Artistic licence and sexual exploitation

Update: 2014-03-22 22:30 GMT
A day after the death of Khushwant Singh on Thursday, just under a year short of the century mark, allegations and accusations that had existed in the subterranean circuits of literary and social gossip until now have surfaced with gusto. Most of them revolve around the journalist-cum-historian’s several brushes with sexual transgressions, his self-admitted ‘preying’ upon a domestic help, the infamous sobriquet that he had earned as ‘bottom-pincher of Bombay’, and his self-proclaimed ‘lust for women.’ Inasmuch as most of the eulogies that poured in soon after the news of death hit national headlines came from fellow writers and literary artists, it was interesting to note the comparisons made, or vehemently denied, with prominent men of letters who too have faced allegations or charges of sexual assault. Although television channels and frontpage obituaries steered clear of the nonagenarian’s sexual escapades, social media has been brimming with anecdotes, counter-anecdotes, hushed confessions, hurled accusations, as well as direct comparisons with the likes of Tarun Tejpal, as well as David Davidar, a big name in Indian publishing industry. Singh’s demise opened the floodgates of what has been evidently festering in the underbelly of our vast literary battlefield, its generalissimos, captains and foot soldiers, who have very different opinions on the issue of what they call ‘artistic licence to sexually exploit’ others. Terms like ‘bossophilia’ (used by Davidar to dismiss allegations against him by one of his female colleagues), ‘artistic depravity’ and other phrases, voiced by entities as divided in political affiliations as they are split in their assessment of literary, indeed artistic worth, of the said persons, have been doing the rounds, illuminating many a dark and hidden corner in the narrow alleys between the worlds of art and the continents of commerce.

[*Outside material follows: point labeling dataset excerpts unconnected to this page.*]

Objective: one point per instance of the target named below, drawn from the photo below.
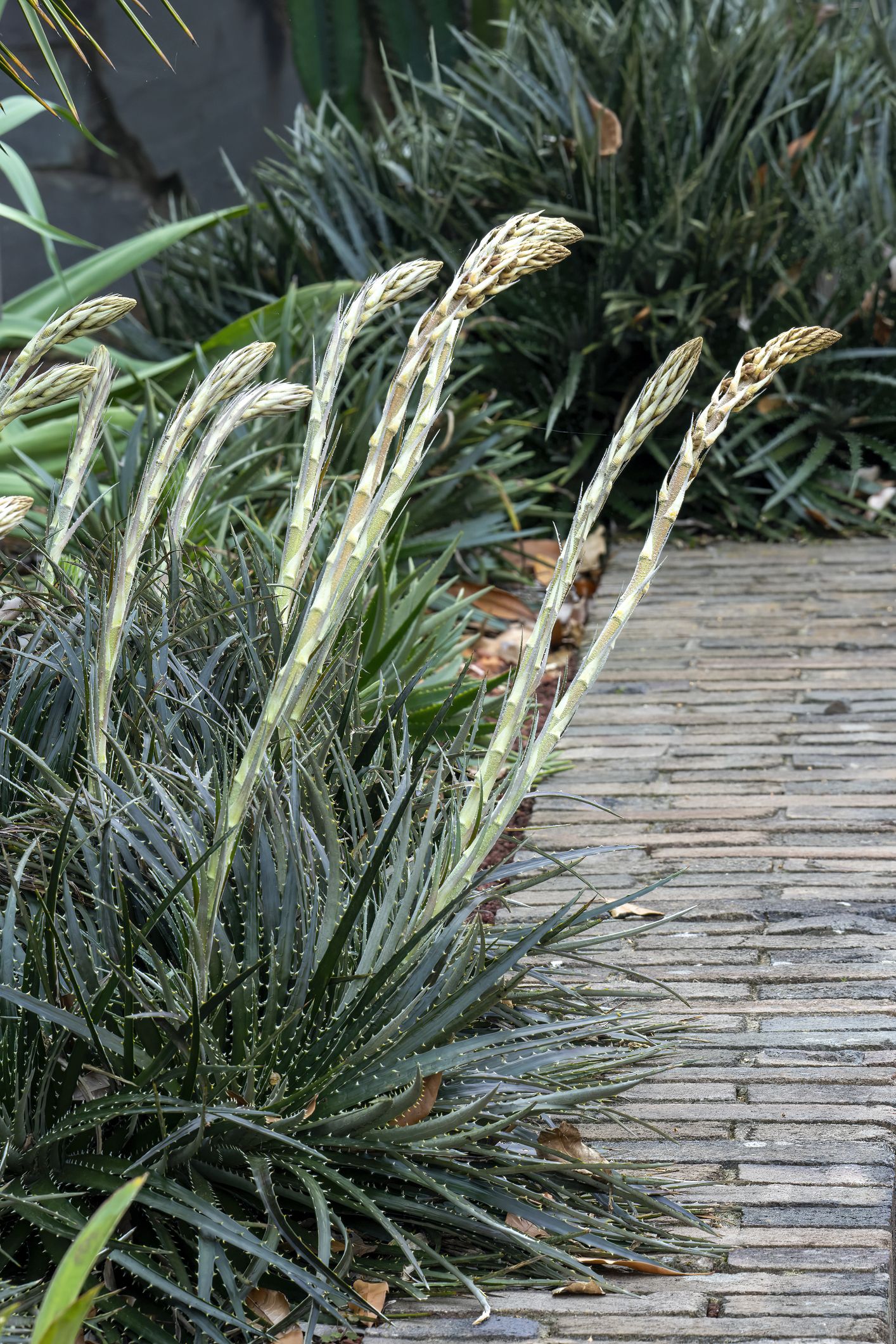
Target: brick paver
(746, 729)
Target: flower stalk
(753, 375)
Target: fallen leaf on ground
(630, 909)
(502, 651)
(639, 1267)
(374, 1292)
(272, 1307)
(579, 1285)
(794, 151)
(879, 502)
(523, 1225)
(608, 125)
(570, 623)
(567, 1140)
(497, 603)
(423, 1105)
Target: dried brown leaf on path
(272, 1308)
(425, 1103)
(579, 1285)
(375, 1293)
(629, 910)
(566, 1139)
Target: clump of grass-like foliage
(237, 952)
(733, 169)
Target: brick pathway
(746, 729)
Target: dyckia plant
(240, 952)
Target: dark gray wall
(169, 128)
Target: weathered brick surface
(747, 730)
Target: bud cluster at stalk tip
(13, 509)
(518, 248)
(400, 283)
(54, 385)
(278, 398)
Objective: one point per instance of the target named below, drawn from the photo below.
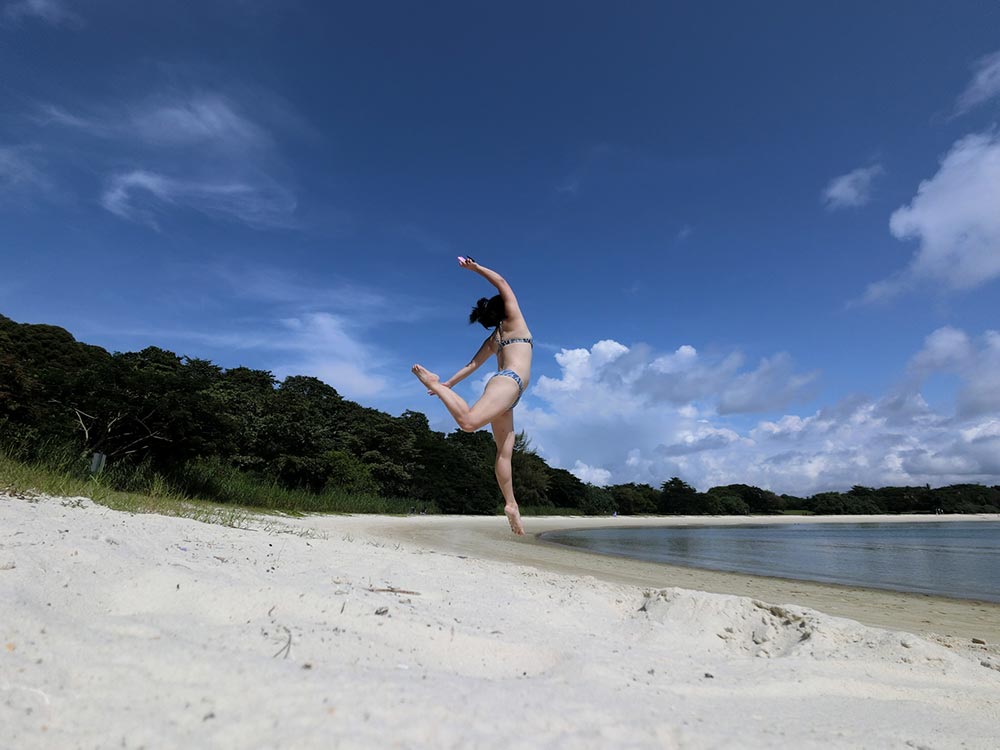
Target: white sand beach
(131, 631)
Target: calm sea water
(956, 558)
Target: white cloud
(202, 118)
(985, 84)
(976, 363)
(605, 413)
(19, 171)
(851, 190)
(591, 474)
(955, 217)
(140, 196)
(198, 151)
(322, 345)
(328, 346)
(55, 12)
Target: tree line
(189, 422)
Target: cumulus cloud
(984, 86)
(955, 218)
(605, 419)
(140, 196)
(853, 189)
(975, 362)
(54, 12)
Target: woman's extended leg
(499, 395)
(503, 435)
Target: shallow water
(956, 558)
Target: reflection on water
(959, 559)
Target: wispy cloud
(19, 171)
(984, 86)
(955, 218)
(853, 189)
(55, 12)
(140, 196)
(197, 151)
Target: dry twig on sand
(393, 590)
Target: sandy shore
(147, 631)
(953, 619)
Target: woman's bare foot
(514, 517)
(425, 376)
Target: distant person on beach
(510, 341)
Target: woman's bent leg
(503, 435)
(499, 395)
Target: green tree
(678, 497)
(635, 499)
(530, 474)
(565, 490)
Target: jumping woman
(510, 341)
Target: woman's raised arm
(512, 309)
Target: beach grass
(207, 492)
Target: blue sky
(754, 244)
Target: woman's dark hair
(489, 312)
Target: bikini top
(502, 342)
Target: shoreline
(947, 619)
(142, 630)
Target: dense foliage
(239, 435)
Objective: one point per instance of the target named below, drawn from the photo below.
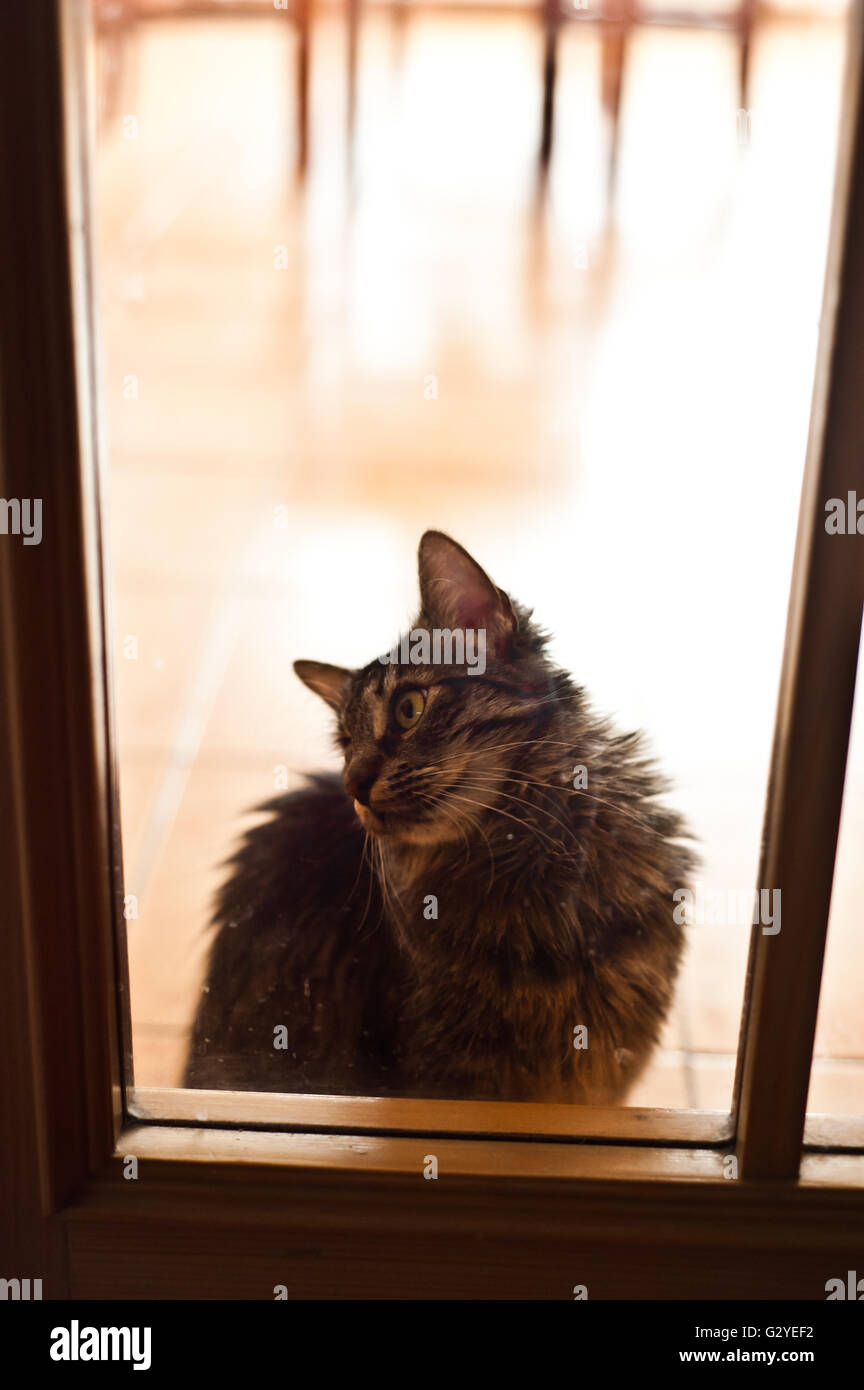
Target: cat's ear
(331, 683)
(457, 592)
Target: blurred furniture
(114, 22)
(617, 20)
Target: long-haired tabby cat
(479, 906)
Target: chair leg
(302, 77)
(552, 22)
(611, 86)
(353, 28)
(746, 18)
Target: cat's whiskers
(499, 811)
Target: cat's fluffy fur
(449, 931)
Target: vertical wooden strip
(816, 697)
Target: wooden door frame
(222, 1209)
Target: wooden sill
(466, 1119)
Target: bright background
(618, 434)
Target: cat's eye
(409, 708)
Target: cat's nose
(359, 784)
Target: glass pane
(602, 395)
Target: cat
(481, 906)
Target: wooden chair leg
(353, 29)
(552, 22)
(303, 17)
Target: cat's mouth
(371, 820)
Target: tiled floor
(618, 431)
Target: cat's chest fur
(510, 973)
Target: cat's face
(432, 733)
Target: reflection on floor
(610, 413)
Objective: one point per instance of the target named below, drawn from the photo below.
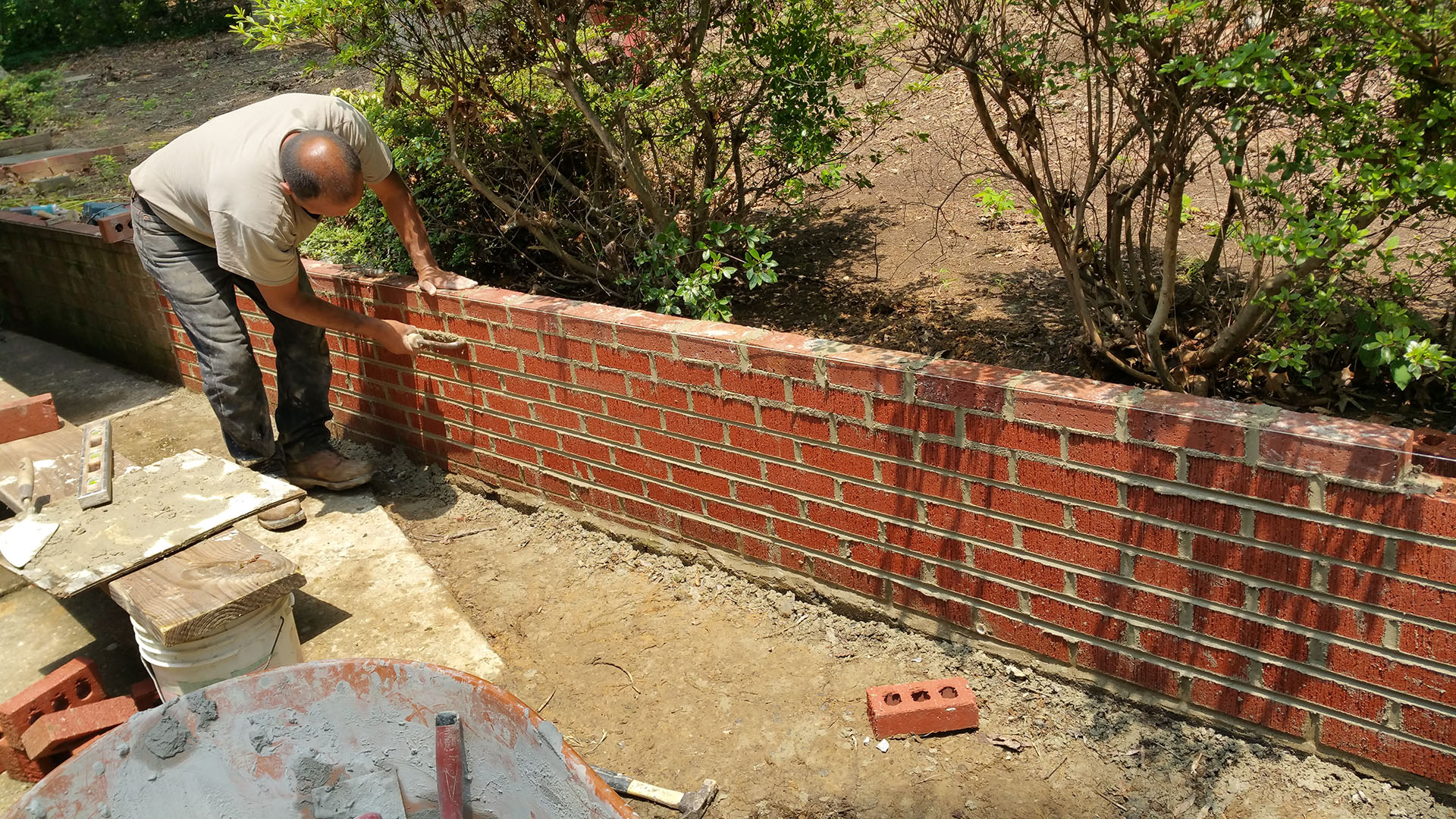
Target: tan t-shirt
(218, 183)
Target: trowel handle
(27, 487)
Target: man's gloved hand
(435, 279)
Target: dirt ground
(679, 672)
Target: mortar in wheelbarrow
(267, 744)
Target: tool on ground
(93, 487)
(25, 538)
(688, 805)
(430, 340)
(449, 765)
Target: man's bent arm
(308, 308)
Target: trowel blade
(24, 539)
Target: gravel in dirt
(676, 672)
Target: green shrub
(27, 102)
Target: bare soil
(677, 672)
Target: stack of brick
(60, 716)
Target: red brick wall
(1242, 563)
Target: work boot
(281, 516)
(329, 469)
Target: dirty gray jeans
(204, 297)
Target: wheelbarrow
(283, 742)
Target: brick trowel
(25, 538)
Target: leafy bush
(1324, 131)
(644, 146)
(31, 30)
(27, 102)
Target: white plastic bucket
(264, 639)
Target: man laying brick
(223, 209)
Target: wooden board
(202, 588)
(158, 510)
(57, 458)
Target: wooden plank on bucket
(204, 588)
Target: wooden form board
(156, 510)
(202, 588)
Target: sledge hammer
(688, 805)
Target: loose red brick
(1308, 535)
(1003, 564)
(1388, 749)
(1253, 560)
(1204, 513)
(1234, 477)
(1327, 692)
(965, 384)
(1190, 653)
(1260, 635)
(1190, 582)
(1126, 531)
(1131, 670)
(1426, 723)
(1392, 594)
(1072, 550)
(1190, 423)
(28, 417)
(1123, 457)
(1062, 482)
(970, 523)
(949, 611)
(1337, 447)
(22, 768)
(932, 706)
(1326, 617)
(60, 729)
(1251, 708)
(1078, 618)
(73, 684)
(1423, 682)
(1128, 599)
(1022, 438)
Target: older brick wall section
(1239, 561)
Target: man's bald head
(321, 167)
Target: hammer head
(695, 805)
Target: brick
(1187, 580)
(1072, 550)
(1021, 438)
(1078, 618)
(1426, 684)
(912, 708)
(1180, 651)
(73, 684)
(1131, 670)
(1128, 599)
(1253, 560)
(1335, 447)
(1327, 692)
(22, 768)
(1066, 483)
(1392, 594)
(1069, 403)
(1126, 531)
(1260, 635)
(1250, 707)
(1388, 749)
(28, 417)
(1232, 477)
(1025, 634)
(1326, 617)
(1204, 513)
(1308, 535)
(1123, 457)
(60, 729)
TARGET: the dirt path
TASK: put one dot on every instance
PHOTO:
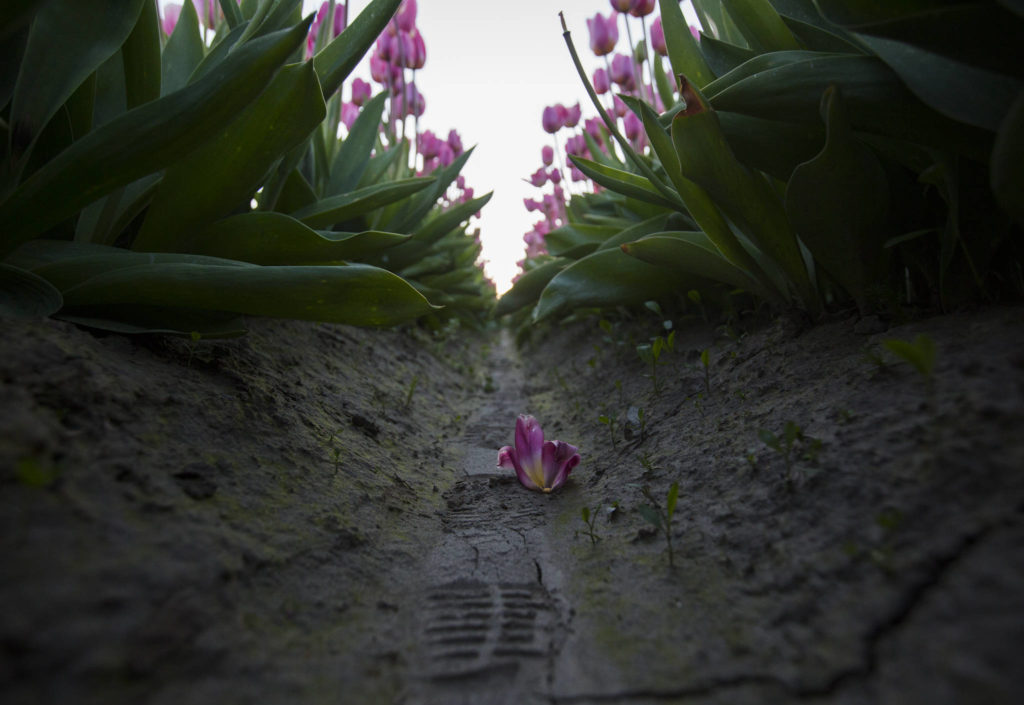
(312, 514)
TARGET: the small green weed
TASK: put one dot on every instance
(589, 517)
(793, 436)
(651, 353)
(660, 517)
(609, 421)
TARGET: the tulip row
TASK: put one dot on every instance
(810, 155)
(185, 181)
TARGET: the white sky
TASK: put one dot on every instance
(492, 68)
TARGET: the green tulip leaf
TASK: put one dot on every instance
(527, 288)
(563, 241)
(693, 254)
(278, 239)
(354, 294)
(27, 295)
(183, 52)
(723, 57)
(878, 100)
(839, 205)
(1008, 162)
(957, 90)
(624, 182)
(68, 41)
(327, 212)
(213, 180)
(684, 52)
(761, 26)
(743, 196)
(142, 140)
(607, 278)
(335, 61)
(140, 56)
(351, 160)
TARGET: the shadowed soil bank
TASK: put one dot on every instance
(311, 514)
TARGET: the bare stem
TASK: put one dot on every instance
(670, 194)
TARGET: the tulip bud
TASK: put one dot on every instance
(550, 120)
(419, 51)
(444, 155)
(406, 16)
(632, 126)
(603, 34)
(622, 71)
(572, 116)
(620, 108)
(641, 8)
(455, 141)
(657, 38)
(172, 11)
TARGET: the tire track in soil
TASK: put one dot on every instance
(491, 611)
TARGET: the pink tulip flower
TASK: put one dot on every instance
(404, 50)
(641, 8)
(385, 47)
(419, 50)
(542, 465)
(551, 120)
(603, 34)
(455, 141)
(572, 116)
(410, 101)
(620, 108)
(657, 38)
(406, 16)
(209, 12)
(622, 71)
(172, 11)
(632, 126)
(360, 91)
(444, 155)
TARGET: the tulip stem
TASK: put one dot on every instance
(669, 193)
(633, 56)
(649, 57)
(561, 164)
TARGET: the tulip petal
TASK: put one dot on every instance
(559, 459)
(508, 459)
(529, 448)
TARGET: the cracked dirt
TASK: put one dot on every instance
(312, 514)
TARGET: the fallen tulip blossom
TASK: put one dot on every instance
(542, 465)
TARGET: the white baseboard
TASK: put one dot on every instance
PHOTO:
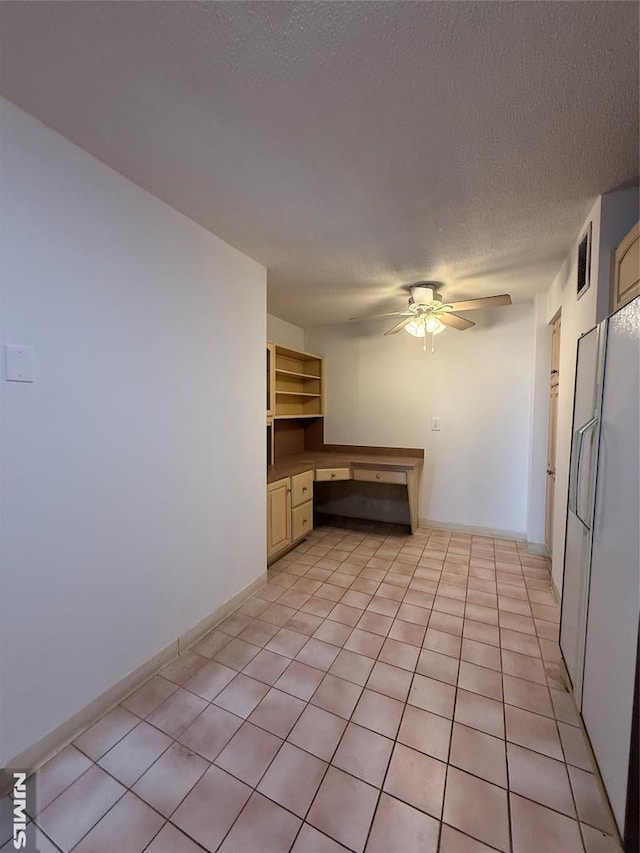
(538, 548)
(516, 535)
(40, 752)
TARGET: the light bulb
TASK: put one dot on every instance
(434, 326)
(424, 325)
(416, 327)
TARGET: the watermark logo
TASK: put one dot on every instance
(17, 802)
(20, 811)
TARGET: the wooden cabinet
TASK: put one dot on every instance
(324, 474)
(278, 516)
(301, 488)
(302, 520)
(382, 475)
(289, 512)
(299, 378)
(626, 269)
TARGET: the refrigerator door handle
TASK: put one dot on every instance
(581, 433)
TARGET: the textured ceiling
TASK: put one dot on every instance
(349, 147)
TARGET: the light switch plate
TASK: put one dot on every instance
(19, 363)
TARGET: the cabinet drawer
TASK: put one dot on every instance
(301, 488)
(323, 474)
(375, 475)
(302, 520)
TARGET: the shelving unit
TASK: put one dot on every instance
(298, 384)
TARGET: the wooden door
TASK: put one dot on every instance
(626, 270)
(278, 516)
(554, 383)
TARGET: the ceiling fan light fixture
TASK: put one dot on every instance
(422, 326)
(434, 326)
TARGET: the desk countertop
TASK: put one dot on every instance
(287, 466)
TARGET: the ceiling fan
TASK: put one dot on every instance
(427, 313)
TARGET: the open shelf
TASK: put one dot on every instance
(296, 394)
(295, 373)
(295, 417)
(298, 381)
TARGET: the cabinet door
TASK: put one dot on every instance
(278, 516)
(301, 488)
(302, 520)
(626, 272)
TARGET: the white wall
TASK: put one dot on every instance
(537, 476)
(132, 484)
(281, 332)
(385, 390)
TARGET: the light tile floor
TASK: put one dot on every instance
(383, 692)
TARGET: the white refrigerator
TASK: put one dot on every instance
(601, 585)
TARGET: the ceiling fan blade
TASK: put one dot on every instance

Examples from foreign shores too have been furnished to support the theory of how artistic licence is peddled to gain sexual access and favours. Roman Polanski, Woody Allen, among others, have been called into question. While individual cases of sexual predation among artists cannot be denied or dismissed, what needs to be thoroughly shunned is the currently fashionable tendency to straitjacket artists, academics, and those in the creative industry of all hues, as inherently disgusting, morally bankrupt persons. This conflation and moralisation of art and life is not only regressive, but in fact takes away from the wider argument of entrenched patriarchy at every sphere of operation. It is a logical fallacy of great proportions to equate consensual promiscuity with sexual harassment and to directly map sexually permissible cultures upon sexual exploitation, without leaving out crevasses for either distinction or overlap. Our grasp of sexualities, seductions, expressions of love, life and art have inconceivably dwindled over time and we have erected edifices of morality, drained of lived experiences. It is easy to isolate ‘art’ as a licence to rape, when the real culprit is the sense of male entitlement that is handed down systematically from one rung of the patriarchal ladder to the other. Exploiters don’t need art to do damage and conflation of art with viciousness takes away from the actual causes and effects of sexual violence.